Treatment of the disease is difficult due to the low penetration of the antibiotic to the place specified in general inflammation. If we give an antibiotic for three days from the beginning of inflammation is a disease we can fully heal. After this time the treatment is not generally able to stop in the bone lesion. Therefore, it is important to quickly identify and implement appropriate treatment. Diagnosis usually requires hospitalization.
The primary drug are antibiotics that are mainly given intravenously. Today, modern antibiotics may be administered orally or by intramuscular injection. Antibiotics are used long-term, sometimes even 8-10 weeks. Usually there is a need for analgesics. Is extremely important as proper diet, watering and resting in bed.
The patient should perform exercises healthy limbs especially during a long stay in hospital. During treatment, there is often a need for surgical intervention. In infants, it is a abscess incision and drainage podokostnowego oil. In older children and adults performed a wide opening of the bone, removal of pus, soft tissue fragments, dead tissue, abundant rinsing the wound and the local introduction of the antibiotic. After surgery, limb immobilization spaces.

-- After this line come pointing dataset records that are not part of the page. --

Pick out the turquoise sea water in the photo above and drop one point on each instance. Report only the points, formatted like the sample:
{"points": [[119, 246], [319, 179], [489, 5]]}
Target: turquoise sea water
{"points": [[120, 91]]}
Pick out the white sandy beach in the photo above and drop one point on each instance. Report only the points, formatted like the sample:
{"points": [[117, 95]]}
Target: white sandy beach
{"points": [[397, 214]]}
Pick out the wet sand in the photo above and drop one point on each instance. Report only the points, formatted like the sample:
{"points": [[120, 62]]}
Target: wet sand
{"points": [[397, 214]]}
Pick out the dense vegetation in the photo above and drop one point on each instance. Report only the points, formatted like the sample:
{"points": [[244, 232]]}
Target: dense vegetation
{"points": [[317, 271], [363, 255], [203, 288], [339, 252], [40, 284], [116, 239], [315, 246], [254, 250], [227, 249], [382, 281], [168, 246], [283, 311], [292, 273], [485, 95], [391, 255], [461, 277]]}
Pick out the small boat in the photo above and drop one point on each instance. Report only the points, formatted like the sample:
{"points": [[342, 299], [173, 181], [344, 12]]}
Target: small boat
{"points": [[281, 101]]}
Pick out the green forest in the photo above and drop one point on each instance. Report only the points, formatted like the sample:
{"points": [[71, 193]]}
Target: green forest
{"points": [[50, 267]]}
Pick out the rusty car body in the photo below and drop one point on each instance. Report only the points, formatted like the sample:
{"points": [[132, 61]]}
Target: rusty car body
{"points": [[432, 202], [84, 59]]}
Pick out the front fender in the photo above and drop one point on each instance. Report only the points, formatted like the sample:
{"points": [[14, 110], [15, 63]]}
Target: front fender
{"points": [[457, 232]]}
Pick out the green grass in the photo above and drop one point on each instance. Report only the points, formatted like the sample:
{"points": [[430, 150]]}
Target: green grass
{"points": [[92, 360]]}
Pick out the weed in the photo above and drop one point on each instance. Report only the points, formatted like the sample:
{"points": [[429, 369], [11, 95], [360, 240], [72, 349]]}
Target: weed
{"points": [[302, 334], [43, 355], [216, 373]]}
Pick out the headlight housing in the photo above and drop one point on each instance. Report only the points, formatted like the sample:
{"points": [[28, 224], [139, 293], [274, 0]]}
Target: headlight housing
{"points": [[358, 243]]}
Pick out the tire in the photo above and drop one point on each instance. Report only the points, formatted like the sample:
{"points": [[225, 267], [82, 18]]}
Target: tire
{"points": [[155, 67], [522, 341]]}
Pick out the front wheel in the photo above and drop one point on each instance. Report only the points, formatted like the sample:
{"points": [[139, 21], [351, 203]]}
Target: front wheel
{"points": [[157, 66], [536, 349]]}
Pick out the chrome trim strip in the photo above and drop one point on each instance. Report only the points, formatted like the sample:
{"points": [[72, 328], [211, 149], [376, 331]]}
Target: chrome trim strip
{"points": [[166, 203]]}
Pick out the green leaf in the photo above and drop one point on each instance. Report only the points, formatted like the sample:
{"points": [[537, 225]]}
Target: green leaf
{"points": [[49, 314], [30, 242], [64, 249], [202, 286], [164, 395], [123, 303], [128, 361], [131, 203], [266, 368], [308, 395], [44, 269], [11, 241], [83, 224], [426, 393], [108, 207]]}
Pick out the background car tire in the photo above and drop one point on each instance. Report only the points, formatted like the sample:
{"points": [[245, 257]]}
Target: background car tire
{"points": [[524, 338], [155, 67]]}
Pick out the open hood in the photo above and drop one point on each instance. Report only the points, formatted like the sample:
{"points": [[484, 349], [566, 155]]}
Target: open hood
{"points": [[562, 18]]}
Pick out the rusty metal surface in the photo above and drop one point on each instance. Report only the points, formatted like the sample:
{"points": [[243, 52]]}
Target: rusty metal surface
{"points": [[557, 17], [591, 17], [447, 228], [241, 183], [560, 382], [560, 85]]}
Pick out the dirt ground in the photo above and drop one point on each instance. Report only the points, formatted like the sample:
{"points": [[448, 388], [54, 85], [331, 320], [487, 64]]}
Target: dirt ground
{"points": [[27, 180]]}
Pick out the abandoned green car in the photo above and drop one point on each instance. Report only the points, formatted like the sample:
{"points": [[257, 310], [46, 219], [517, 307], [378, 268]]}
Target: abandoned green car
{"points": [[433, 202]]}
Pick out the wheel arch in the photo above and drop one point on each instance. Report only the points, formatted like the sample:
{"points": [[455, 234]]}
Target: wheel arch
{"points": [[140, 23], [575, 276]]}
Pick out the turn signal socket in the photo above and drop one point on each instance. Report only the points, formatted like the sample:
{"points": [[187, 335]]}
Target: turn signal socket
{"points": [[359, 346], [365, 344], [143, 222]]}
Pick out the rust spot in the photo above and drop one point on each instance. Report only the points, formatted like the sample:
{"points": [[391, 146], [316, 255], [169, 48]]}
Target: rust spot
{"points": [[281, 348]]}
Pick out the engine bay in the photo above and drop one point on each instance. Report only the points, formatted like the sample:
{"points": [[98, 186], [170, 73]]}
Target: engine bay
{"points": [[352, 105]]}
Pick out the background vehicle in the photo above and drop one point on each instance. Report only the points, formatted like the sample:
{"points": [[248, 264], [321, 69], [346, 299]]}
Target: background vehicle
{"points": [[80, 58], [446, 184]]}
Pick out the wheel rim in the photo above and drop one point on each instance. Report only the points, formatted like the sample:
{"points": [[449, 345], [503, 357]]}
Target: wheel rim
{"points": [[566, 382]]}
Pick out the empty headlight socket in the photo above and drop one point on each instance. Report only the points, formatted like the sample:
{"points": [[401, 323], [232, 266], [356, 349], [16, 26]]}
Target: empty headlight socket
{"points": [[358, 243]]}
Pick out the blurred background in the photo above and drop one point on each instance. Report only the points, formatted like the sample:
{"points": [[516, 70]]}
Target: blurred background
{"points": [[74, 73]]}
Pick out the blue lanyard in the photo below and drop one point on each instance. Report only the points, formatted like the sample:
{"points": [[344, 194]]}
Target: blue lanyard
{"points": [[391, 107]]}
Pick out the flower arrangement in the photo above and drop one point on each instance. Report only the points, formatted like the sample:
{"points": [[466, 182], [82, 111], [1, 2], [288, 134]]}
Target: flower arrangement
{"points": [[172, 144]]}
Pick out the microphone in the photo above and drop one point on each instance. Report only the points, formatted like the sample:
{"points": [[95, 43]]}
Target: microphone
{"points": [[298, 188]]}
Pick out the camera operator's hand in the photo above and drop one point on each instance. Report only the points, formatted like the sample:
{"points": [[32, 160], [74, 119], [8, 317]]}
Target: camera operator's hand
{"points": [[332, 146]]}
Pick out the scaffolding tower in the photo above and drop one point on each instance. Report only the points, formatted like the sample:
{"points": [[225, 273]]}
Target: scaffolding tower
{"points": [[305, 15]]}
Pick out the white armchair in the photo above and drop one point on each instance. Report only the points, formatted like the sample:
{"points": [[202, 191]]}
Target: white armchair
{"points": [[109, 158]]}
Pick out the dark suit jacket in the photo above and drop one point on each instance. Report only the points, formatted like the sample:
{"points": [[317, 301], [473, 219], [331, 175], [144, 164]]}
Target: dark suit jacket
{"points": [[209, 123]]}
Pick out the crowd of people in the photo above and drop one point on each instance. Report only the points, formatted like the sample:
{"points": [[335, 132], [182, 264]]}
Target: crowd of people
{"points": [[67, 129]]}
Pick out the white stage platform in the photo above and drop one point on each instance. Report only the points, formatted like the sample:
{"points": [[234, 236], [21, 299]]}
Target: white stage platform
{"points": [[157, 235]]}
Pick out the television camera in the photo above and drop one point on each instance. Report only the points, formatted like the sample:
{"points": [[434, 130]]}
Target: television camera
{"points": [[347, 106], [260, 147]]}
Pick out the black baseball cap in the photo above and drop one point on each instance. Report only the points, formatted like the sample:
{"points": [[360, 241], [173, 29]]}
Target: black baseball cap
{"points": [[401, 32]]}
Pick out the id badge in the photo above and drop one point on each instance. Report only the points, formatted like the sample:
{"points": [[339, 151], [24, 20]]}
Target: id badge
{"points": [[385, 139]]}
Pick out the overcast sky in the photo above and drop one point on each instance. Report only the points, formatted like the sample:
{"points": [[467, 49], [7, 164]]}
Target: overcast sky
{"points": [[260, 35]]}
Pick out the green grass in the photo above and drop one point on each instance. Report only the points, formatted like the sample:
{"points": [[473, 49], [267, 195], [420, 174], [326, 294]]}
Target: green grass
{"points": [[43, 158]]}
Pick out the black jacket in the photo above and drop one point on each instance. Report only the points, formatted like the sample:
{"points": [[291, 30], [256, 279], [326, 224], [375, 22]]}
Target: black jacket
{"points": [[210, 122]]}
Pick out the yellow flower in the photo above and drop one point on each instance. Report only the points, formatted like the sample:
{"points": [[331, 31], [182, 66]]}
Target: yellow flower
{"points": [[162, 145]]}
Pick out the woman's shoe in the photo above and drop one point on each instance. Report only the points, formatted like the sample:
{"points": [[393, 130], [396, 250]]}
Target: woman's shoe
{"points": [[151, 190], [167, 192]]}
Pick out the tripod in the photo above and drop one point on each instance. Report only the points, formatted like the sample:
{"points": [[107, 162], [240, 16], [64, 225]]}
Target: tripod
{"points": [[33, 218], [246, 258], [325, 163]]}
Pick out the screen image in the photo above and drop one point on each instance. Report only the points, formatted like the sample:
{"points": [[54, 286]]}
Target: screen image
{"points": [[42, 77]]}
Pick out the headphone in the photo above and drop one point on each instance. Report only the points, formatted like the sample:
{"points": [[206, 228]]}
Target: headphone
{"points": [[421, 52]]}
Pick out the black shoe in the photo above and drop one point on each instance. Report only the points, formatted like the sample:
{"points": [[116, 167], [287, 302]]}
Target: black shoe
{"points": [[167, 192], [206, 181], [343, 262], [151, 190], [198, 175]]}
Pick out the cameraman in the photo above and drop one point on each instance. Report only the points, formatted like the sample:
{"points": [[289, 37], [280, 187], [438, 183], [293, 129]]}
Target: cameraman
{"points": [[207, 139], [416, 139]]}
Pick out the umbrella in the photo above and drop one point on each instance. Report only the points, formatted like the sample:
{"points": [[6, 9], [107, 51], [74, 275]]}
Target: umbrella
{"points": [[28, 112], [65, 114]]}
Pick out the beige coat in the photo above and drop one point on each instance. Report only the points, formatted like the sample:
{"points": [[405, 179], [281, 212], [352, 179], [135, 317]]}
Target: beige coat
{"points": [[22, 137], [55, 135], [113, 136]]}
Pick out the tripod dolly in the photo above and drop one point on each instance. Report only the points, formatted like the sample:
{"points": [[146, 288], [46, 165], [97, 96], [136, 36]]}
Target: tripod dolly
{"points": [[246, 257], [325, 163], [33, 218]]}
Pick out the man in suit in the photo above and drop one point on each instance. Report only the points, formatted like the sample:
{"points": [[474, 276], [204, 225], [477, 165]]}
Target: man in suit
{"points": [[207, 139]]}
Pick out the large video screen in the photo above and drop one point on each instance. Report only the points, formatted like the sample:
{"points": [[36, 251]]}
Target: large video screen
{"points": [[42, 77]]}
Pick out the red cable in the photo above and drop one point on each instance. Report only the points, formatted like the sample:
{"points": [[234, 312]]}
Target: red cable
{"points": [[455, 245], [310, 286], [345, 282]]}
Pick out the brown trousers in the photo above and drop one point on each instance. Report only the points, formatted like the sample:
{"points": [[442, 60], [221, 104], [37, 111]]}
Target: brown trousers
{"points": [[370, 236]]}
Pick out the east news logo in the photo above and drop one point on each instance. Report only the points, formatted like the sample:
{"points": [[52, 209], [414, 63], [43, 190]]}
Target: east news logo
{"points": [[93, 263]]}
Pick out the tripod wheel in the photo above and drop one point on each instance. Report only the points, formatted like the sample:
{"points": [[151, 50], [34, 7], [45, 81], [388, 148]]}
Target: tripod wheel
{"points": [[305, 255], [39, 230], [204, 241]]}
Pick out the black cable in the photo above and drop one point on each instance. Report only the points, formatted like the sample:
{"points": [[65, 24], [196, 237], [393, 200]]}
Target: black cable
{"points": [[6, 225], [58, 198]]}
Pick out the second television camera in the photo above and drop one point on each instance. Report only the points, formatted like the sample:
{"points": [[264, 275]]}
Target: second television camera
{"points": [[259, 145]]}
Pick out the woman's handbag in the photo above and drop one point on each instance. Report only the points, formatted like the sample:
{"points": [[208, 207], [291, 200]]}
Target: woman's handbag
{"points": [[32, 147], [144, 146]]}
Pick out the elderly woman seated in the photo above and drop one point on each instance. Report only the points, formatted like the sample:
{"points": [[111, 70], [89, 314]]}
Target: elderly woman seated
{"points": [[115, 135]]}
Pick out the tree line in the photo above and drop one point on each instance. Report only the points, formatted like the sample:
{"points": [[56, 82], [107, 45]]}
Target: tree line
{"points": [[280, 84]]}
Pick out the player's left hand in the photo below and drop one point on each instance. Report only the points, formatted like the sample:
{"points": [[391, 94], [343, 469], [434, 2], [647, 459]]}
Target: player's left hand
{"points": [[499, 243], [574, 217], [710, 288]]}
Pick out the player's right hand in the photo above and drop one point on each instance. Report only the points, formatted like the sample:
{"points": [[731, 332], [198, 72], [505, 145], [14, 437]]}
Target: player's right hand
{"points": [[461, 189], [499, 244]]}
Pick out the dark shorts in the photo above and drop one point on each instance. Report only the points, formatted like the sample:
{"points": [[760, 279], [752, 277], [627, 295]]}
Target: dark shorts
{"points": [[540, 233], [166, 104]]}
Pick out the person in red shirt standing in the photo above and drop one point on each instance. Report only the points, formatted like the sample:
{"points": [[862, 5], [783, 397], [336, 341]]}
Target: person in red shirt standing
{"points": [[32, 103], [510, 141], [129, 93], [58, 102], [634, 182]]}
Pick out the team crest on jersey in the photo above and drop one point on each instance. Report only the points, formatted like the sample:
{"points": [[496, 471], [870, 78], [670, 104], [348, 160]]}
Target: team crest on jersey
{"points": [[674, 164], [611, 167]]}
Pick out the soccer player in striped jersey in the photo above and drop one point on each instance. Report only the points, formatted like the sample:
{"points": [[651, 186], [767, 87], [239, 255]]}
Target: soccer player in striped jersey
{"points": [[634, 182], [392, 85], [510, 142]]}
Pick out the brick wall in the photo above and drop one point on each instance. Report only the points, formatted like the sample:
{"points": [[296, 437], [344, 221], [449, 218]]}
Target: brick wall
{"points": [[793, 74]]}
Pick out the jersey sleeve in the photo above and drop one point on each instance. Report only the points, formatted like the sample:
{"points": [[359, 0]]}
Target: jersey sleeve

It is the most common inflammation of the bones, representing approximately 70% of cases. It is one of the most feared complications of musculoskeletal injuries, often leads to irreversible damage to the bone and surrounding soft tissue, and then the entire limb. It may also cause damage to organs and many other systemic disorders. Pathogenic bacteria penetrate to the bone as a result of injuries incurred during open fractures and orthopedic surgery for osteoarthritis system.
Factors contributing to post-traumatic osteoarthritis are immunocompromised, breadth and depth of the damage, extensive post-traumatic hematoma, open fractures, poor provision of wounds, surgical technique errors and impaired blood supply. Treatment involves removal of the infected tissue, excision of fistulas, are used to stabilize the exterior and intensive antibiotic therapy, general and local. Dropouts soft tissue and bone grafts covered with autologous (derived from the same patient).
It is one of the forms of haematogenous osteomyelitis positioned around long bones. Resistance arises when the patient is large, and the bacteria that cause infections are less virulent. Septic focus is usually small in size, and delimits with the fibrous capsule of healthy tissue to prevent the formation of fistulas. Locally disease manifested swelling, soreness, and pain, especially at night. Typically, radiological picture is characteristic and sufficient for diagnosis.
Treatment of the disease is to evacuate the abscess, and excision of fibrous capsule covering graft loss of cancellous bone.
Arthritis may be separate disease entities, but also may be accompanied by osteoarthritis. They produce the same microorganisms, and hematogenous infection is established directly from the wound and the surrounding tissue. Locally states swelling, warming, redness and soreness movement in the joint. Usually the diagnosis is sufficient radiological picture of the pond. Treatment consists of relieving the affected joint, and in the case of purulent inflammation in the draining oil through the puncture and administration of antibiotics. Do not mastered in time can cause inflammation of the joint contracture and stiffness pathological.